I helped Lurleen up the steps and opened the door to my home. My eyes went straight to my piano. It was like seeing a long-lost friend. I went to it immediately, ran my fingers over the keys, but not enough to make them sing. “Will you play for me later?” Lurleen asked, smiling. I nodded. “And when we get home, I want to have someone come out to the house and tune Teddy’s piano. I suspect the person my mother used is long since dead. We might have to have someone come from Columbia.”

“I’d like that very much,” I said, “and of course I will play for you after dinner.”
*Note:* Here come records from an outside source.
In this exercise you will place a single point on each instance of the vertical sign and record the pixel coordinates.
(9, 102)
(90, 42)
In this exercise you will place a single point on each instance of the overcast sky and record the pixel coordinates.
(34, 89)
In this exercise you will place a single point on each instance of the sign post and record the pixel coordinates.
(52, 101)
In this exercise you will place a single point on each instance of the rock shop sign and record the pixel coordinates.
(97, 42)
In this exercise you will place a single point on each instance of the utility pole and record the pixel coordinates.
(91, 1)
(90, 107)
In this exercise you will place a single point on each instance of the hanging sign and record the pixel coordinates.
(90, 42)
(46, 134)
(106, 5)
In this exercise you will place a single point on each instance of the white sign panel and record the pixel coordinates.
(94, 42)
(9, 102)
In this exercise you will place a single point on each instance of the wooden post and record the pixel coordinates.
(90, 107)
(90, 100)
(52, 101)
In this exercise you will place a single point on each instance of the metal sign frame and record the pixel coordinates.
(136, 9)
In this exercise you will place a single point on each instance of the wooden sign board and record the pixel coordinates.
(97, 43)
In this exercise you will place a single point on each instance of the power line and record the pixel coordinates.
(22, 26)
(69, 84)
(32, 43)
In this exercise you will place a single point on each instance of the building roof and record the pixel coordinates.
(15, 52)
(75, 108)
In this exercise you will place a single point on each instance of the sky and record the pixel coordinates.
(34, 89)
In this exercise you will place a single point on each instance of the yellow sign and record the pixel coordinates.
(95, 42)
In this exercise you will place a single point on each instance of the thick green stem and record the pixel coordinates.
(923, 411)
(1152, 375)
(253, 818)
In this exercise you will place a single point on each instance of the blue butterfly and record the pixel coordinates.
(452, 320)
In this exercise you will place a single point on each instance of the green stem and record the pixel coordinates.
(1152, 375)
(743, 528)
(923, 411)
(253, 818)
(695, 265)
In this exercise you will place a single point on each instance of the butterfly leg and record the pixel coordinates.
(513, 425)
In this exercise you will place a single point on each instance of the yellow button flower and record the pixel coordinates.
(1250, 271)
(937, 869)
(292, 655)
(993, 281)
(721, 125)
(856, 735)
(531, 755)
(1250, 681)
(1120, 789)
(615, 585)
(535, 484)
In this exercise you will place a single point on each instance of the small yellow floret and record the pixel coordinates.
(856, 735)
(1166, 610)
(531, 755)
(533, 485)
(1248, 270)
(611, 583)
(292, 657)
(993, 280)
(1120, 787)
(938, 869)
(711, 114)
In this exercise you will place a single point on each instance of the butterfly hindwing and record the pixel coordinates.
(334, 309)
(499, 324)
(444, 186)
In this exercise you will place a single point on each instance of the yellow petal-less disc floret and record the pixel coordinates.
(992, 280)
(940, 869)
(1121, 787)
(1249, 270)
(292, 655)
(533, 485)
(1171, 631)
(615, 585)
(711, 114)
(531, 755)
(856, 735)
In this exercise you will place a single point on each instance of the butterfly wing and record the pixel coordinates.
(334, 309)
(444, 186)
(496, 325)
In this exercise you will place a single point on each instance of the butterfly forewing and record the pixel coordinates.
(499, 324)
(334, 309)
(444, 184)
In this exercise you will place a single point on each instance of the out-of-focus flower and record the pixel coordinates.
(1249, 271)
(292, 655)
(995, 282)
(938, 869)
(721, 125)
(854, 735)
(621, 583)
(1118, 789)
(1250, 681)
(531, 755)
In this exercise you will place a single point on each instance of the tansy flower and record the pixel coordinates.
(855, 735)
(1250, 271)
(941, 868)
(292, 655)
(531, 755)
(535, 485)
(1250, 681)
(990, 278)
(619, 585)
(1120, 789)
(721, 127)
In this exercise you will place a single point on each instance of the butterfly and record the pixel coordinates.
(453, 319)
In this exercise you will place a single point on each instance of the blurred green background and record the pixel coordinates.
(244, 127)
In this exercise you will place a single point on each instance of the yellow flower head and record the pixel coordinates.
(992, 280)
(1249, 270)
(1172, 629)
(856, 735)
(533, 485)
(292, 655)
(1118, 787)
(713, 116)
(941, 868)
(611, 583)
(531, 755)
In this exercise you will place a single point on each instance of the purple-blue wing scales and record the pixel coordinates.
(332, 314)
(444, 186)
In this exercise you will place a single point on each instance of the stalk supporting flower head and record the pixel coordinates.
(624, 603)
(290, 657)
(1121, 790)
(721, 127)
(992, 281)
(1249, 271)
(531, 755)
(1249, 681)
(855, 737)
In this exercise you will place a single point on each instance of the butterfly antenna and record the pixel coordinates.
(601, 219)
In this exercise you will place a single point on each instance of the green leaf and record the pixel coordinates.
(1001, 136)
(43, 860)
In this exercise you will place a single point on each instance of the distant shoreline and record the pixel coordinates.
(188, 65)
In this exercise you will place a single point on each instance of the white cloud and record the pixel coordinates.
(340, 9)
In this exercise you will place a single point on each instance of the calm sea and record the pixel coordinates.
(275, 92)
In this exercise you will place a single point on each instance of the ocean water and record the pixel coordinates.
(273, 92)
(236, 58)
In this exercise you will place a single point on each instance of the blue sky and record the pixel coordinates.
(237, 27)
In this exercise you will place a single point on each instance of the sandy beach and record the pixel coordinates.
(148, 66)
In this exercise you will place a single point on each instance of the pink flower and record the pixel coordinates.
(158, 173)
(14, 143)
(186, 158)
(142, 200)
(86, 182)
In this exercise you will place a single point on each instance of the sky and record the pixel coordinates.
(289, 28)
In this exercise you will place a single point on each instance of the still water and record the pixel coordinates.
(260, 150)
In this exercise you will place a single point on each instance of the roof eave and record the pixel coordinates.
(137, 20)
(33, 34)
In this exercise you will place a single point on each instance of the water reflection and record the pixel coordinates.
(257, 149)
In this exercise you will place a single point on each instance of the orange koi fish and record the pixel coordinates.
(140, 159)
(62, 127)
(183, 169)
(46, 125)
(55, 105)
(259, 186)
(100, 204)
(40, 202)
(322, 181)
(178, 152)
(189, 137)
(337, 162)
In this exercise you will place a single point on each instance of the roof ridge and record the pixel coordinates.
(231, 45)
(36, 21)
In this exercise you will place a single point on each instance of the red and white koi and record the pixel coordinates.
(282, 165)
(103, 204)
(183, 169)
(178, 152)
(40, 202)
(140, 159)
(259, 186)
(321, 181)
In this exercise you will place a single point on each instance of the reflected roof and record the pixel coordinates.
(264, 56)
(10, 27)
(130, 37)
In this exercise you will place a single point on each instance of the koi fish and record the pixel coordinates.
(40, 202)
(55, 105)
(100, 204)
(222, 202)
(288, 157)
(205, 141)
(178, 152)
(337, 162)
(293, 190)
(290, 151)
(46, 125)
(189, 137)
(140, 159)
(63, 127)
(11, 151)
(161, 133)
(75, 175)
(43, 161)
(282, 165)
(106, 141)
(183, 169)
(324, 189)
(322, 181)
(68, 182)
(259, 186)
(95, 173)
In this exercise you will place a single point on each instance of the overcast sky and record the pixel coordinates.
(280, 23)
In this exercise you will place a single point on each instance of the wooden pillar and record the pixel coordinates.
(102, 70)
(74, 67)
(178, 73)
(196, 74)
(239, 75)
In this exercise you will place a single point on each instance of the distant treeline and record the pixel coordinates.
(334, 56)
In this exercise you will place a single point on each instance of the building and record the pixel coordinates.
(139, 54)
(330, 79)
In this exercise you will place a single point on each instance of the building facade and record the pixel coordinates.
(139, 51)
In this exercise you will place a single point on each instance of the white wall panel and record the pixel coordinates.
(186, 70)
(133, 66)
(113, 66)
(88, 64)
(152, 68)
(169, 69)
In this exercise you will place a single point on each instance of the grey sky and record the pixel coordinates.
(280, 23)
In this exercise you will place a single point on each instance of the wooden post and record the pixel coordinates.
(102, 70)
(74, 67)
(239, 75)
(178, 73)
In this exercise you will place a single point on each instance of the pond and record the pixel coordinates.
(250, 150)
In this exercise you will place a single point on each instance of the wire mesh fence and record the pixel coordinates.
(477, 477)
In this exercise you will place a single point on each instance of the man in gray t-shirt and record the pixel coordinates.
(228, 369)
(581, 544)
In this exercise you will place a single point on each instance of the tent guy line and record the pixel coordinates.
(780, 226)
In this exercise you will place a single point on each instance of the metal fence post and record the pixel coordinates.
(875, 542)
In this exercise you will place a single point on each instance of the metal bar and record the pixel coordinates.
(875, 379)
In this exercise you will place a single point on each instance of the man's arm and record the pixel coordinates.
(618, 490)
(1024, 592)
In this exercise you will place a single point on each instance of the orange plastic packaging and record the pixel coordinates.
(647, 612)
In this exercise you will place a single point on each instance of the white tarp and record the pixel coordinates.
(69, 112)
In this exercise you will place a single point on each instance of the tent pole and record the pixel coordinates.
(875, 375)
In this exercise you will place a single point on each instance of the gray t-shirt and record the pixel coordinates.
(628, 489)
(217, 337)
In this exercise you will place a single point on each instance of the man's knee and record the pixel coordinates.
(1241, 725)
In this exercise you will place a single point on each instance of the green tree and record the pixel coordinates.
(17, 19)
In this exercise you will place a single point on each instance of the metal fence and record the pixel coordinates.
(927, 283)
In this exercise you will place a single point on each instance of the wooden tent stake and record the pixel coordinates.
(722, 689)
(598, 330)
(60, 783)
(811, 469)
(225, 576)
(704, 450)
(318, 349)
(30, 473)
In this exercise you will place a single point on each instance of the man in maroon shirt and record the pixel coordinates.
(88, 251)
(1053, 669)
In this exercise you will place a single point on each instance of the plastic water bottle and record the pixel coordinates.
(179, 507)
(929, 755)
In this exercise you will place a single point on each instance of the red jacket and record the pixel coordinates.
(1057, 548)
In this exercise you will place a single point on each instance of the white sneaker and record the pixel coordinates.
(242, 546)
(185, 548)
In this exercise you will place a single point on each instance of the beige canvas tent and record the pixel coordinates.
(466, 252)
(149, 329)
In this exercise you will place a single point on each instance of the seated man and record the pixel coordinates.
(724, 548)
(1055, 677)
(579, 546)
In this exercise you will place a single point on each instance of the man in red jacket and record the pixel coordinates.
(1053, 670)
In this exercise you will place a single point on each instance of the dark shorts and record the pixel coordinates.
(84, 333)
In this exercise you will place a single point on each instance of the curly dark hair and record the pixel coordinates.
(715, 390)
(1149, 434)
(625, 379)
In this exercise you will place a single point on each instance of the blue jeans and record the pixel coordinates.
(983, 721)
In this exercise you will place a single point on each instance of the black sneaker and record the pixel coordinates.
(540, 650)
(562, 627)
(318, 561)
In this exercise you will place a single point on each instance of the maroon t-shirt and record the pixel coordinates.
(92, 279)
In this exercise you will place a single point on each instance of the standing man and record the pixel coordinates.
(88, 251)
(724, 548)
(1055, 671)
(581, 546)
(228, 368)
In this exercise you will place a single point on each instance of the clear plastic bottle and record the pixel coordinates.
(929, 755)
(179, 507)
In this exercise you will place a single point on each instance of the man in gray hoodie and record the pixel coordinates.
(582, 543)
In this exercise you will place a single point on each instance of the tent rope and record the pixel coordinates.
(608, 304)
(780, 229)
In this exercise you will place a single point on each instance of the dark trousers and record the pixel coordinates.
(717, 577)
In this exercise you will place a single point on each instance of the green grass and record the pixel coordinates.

I never realized how small our house was, but after living in the Eldridges’ rambling home, it felt tiny. Mother loved the ornate, which explains why my father never liked to sit in the living room. There was a mishmash of fancy, spindly secondhand furniture and an inordinate number of lace doilies Nana had crocheted. Too many family pictures were jammed about the mantel, the telephone table. My life in black and white, from birth until this past Christmas. The picture of Brooks and me opening presents was missing.

“Is that you?” Lurleen pointed to a skinny girl with pigtails sitting in the crook of a pecan tree.

While the bulk of our family income came from oranges, Daddy also grew pecans, corn, sometimes cotton. He’d tried his hand at cattle, but didn’t have the knack for them. I nodded and showed her another photograph just like the other one, only it was me and Sissy in that same tree. Daddy had fussed at us because pecan trees are not the best climbing trees, and he’d had to climb up after us to get us down on more than one occasion.

There were three times as many pictures of Sissy as there were of me. Brooks was in a couple of them with her, stoic smile or no smile at all. “I’m really having a problem with this.” Lurleen gestured at my family history.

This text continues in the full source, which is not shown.